彼らの中の一人は陰陽術に長けており、八卦を用いて僕の身体を作り直した。肉体の内に世界を作り僕の魂をそこに留めるようにしている、らしい。
詳細は現在の僕でも不明だ。
繊細な陣で作られているため解析などどこから手を付ければいいのかもわからない。
どうにせよ並の手腕ではないだろう。本来なら有り余るはずだった霊力はその世界を循環させるために用いられているため僕自身の力は並より上程度の霊力しか使えないのだが。
さて、僕もまたそこで育ったのだから並の強さではない、と言う事は出来ない。
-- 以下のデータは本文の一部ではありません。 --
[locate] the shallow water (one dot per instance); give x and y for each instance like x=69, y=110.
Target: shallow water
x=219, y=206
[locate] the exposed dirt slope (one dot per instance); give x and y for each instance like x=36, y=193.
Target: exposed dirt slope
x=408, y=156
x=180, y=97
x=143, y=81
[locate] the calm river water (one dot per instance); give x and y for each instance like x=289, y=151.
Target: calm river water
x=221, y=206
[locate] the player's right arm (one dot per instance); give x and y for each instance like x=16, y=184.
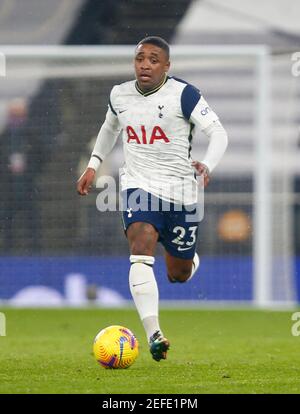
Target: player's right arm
x=105, y=142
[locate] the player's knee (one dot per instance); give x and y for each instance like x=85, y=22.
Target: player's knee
x=179, y=275
x=139, y=248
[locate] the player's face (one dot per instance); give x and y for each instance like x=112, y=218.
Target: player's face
x=151, y=64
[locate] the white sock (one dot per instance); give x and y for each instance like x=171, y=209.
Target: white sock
x=144, y=291
x=196, y=263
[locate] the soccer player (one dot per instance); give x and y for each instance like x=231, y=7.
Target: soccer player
x=156, y=115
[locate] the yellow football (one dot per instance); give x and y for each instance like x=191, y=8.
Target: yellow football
x=115, y=347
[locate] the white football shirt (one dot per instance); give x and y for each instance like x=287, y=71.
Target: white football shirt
x=157, y=130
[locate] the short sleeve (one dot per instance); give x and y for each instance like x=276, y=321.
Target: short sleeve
x=202, y=114
x=189, y=98
x=111, y=101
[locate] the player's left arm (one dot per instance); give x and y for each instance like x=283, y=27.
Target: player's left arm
x=197, y=111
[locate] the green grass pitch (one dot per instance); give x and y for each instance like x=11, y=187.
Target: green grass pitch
x=212, y=351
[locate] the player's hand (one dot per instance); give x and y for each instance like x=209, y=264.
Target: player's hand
x=202, y=169
x=84, y=184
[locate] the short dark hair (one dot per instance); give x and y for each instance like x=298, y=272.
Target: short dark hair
x=156, y=41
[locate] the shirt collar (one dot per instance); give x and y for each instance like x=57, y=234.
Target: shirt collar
x=166, y=77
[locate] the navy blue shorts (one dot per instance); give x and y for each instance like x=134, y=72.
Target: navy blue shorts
x=178, y=230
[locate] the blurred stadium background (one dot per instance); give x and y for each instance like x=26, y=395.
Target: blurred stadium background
x=62, y=59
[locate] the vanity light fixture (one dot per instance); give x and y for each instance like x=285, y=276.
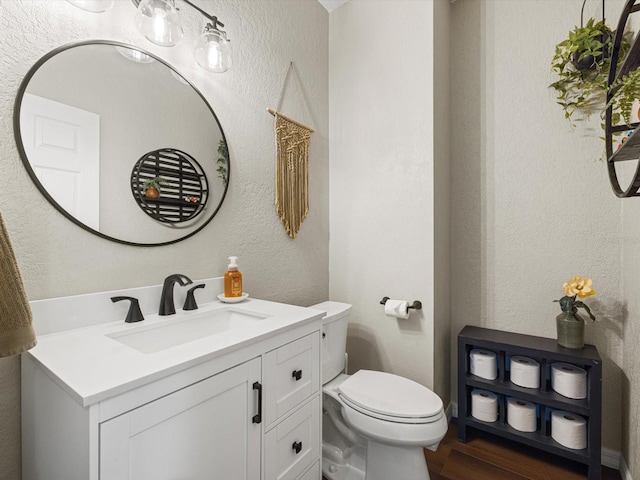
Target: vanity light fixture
x=159, y=22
確かに通常の霊能者よりは強いという自覚もあったが、現在時点では見る影もなく。
最盛期でようやく彼らに手加減をなくしてもらえる程度の実力だったのだ。要は一瞬で勝負を決められるという事なのだが。
「君が里へ来てから六年か。長いものだよ。逞しく育ったものだね、境」
結界を構築した時に僕は新たな名を与えられた。それは真名ではないが、それでも代用にはなり得る名前。
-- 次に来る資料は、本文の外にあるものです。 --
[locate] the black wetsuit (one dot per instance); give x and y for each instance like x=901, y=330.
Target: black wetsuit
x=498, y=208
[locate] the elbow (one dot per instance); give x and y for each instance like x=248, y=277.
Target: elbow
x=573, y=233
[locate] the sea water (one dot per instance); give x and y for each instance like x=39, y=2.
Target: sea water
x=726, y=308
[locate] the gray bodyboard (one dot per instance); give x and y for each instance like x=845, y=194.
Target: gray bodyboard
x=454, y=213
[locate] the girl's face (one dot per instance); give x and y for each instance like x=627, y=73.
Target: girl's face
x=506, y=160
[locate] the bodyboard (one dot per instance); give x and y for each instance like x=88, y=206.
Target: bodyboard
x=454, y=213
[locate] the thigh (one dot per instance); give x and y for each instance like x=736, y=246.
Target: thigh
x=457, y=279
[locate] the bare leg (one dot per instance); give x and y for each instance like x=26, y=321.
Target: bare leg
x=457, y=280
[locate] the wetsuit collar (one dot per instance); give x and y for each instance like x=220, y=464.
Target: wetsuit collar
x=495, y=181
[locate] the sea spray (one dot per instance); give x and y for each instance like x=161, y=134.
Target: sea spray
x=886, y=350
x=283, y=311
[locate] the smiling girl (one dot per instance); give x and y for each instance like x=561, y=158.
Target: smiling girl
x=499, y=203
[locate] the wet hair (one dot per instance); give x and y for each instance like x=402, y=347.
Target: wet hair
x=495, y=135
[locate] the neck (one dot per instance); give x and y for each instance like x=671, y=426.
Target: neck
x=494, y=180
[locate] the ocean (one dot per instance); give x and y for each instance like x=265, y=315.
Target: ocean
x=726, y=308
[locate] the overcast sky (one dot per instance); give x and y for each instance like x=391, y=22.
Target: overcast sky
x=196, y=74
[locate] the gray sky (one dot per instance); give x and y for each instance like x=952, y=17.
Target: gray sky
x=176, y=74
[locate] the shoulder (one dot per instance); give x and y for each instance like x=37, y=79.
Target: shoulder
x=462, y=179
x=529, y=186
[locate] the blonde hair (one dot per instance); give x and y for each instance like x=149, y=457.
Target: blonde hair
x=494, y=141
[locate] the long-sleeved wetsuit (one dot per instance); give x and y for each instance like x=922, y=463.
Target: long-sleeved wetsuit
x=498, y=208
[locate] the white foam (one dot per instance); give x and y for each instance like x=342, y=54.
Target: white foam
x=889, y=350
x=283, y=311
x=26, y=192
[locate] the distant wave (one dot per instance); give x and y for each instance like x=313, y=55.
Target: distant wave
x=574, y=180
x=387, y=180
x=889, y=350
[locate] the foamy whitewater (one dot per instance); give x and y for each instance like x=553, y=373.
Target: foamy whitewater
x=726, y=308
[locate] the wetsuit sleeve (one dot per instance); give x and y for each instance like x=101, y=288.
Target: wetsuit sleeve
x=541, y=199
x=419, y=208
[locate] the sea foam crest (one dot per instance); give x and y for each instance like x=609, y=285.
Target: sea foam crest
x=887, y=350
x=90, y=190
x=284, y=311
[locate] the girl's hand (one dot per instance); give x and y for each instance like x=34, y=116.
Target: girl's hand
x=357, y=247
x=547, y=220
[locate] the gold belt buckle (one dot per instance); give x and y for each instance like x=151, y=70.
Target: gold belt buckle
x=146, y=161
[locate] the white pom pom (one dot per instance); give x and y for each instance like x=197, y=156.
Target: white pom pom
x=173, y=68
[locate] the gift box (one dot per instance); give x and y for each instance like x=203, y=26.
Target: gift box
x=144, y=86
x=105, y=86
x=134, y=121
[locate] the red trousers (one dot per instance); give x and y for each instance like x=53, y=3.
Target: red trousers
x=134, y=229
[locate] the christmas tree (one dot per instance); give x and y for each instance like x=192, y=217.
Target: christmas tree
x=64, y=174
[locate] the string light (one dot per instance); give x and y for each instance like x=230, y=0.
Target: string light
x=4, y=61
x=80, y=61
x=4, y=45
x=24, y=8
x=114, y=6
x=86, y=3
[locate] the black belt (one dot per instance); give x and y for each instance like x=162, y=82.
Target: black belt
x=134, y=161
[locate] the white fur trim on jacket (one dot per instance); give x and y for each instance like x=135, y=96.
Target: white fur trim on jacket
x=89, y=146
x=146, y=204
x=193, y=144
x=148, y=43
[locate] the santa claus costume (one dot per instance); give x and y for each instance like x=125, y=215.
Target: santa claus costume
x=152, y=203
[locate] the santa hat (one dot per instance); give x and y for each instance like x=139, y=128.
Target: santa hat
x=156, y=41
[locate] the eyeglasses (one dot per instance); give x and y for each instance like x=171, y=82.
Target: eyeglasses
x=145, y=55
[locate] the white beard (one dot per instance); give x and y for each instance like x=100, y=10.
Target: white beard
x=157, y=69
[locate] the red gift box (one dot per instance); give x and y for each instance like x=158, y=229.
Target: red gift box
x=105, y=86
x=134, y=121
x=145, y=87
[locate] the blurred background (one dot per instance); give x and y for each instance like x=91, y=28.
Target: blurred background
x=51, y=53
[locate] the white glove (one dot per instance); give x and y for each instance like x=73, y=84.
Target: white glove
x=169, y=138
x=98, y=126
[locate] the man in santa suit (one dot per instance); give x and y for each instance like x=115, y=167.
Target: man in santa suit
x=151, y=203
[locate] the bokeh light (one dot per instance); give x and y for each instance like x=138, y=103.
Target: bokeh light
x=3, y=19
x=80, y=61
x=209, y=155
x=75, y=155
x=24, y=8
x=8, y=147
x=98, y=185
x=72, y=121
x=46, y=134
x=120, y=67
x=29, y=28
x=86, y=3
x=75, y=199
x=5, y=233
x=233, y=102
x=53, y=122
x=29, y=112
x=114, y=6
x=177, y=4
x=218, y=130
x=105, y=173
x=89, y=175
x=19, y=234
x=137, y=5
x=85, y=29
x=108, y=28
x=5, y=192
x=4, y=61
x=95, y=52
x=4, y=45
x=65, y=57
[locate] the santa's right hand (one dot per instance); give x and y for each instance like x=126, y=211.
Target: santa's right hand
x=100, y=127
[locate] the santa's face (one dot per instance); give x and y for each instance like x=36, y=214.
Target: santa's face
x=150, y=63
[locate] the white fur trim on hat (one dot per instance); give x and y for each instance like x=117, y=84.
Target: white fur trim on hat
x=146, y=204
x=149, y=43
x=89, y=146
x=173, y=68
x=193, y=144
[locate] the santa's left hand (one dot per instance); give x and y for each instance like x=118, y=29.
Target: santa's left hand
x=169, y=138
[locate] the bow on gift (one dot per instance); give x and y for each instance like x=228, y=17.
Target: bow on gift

里外・境。おそらく僕が里の外へ出る事を彼女は予感していたのだろう。だから里外なんていう名をつけたのだ。境というのはきっと僕の身が生と死の境にあると言う事を忘れさせないように、なんて親心だったのかもしれない。
名前が変わり、成長して身体も変わった。
しかし彼女はやはり、変わらない。空に瞬く星のようにと言っていい程、遥か高く遠い存在のように感じられたのだ。
「いいえ。それ程でも」
日課の相手は彼女が多かった。まだ相手を出来たのは、だから彼女だけだった。長年殴られ続けてきたので、それ故の勘が働くだけで目に留める事も出来ない動きなのだが。
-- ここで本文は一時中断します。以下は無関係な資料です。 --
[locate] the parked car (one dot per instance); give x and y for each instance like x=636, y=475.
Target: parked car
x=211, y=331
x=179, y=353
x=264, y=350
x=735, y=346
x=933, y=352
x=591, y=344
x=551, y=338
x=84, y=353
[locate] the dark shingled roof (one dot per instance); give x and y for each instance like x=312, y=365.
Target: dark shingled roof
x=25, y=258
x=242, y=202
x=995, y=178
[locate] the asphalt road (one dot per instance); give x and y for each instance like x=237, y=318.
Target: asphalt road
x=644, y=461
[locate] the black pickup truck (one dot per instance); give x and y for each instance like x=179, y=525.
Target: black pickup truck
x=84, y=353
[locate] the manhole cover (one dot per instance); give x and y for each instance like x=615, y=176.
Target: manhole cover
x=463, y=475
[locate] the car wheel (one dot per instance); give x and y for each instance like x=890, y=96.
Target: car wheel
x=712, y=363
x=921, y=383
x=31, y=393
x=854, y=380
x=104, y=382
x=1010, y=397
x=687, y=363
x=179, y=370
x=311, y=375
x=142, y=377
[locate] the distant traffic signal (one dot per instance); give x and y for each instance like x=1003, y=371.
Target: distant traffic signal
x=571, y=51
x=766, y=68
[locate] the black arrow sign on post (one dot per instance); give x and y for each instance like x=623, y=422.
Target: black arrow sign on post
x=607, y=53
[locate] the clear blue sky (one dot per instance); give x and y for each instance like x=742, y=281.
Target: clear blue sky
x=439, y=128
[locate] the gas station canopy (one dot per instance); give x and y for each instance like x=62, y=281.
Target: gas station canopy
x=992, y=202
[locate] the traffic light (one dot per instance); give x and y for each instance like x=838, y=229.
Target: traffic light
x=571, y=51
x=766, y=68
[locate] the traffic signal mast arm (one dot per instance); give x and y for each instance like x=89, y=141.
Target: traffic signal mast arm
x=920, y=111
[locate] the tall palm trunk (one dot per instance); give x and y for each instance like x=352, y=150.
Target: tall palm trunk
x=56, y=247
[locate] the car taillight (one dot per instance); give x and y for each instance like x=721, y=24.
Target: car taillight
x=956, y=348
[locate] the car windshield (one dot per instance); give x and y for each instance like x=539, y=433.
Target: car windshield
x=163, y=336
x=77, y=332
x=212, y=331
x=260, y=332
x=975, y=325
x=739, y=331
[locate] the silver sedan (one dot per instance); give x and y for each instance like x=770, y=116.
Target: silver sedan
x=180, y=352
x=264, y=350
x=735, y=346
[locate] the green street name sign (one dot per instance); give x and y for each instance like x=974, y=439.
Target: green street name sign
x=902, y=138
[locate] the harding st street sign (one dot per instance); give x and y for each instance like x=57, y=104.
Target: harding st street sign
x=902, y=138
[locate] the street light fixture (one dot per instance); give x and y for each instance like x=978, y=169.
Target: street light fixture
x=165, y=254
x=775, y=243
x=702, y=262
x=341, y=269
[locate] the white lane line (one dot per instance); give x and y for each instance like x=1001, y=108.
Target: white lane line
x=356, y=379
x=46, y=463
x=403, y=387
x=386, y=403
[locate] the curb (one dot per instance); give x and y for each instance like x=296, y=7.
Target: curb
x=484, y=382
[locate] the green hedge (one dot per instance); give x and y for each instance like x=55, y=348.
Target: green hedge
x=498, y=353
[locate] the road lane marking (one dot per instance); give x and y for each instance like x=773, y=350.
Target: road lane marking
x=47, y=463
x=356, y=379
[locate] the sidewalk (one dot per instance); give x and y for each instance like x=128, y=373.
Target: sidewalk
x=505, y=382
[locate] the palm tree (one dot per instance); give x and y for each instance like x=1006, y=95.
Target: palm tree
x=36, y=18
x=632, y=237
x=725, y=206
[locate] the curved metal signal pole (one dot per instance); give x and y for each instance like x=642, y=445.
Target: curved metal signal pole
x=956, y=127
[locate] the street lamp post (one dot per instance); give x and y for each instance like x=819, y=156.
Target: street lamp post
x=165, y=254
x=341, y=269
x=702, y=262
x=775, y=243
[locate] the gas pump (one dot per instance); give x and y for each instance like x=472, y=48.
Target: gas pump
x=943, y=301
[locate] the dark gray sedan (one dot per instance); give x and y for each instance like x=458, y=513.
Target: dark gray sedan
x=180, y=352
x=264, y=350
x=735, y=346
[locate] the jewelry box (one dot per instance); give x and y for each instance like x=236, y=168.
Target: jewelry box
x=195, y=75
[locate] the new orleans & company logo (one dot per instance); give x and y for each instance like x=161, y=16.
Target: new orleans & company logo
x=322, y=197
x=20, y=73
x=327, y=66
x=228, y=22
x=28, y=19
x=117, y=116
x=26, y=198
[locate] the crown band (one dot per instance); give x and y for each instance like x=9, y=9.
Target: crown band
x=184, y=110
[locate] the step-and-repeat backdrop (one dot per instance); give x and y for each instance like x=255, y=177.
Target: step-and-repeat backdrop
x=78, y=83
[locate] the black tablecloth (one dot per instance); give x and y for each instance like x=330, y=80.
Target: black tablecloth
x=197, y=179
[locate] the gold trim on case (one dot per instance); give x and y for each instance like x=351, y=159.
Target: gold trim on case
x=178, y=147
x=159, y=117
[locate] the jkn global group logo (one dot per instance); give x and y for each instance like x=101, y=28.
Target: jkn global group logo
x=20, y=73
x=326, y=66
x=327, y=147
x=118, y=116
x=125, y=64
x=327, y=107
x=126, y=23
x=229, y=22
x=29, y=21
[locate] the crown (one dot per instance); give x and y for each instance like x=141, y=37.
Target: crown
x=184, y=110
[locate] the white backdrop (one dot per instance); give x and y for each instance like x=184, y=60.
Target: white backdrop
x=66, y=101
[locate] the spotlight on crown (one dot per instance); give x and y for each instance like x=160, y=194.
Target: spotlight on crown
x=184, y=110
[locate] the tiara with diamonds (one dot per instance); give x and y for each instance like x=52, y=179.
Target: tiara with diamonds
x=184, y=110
天狗と名乗るのも頷ける程の疾駆。右に居たと思えば後ろに回れ込まれ、前に居たと思えば右から拳が飛んでくる。
それが森の中だろうと変わる事なくまるで無人の荒野を行くように彼女は移動するのだ。
「一つ質問なんですけど」
里に来てから四年。雨の日も風の日も雪の日も関係なく里を走りまわされ続け、ずっと気になっていた物がある。
「あの人形、何ですか?」
姿は見えなかった。だがその異常な気配だけは感じて居た。生き物のような、だが無機質な気配。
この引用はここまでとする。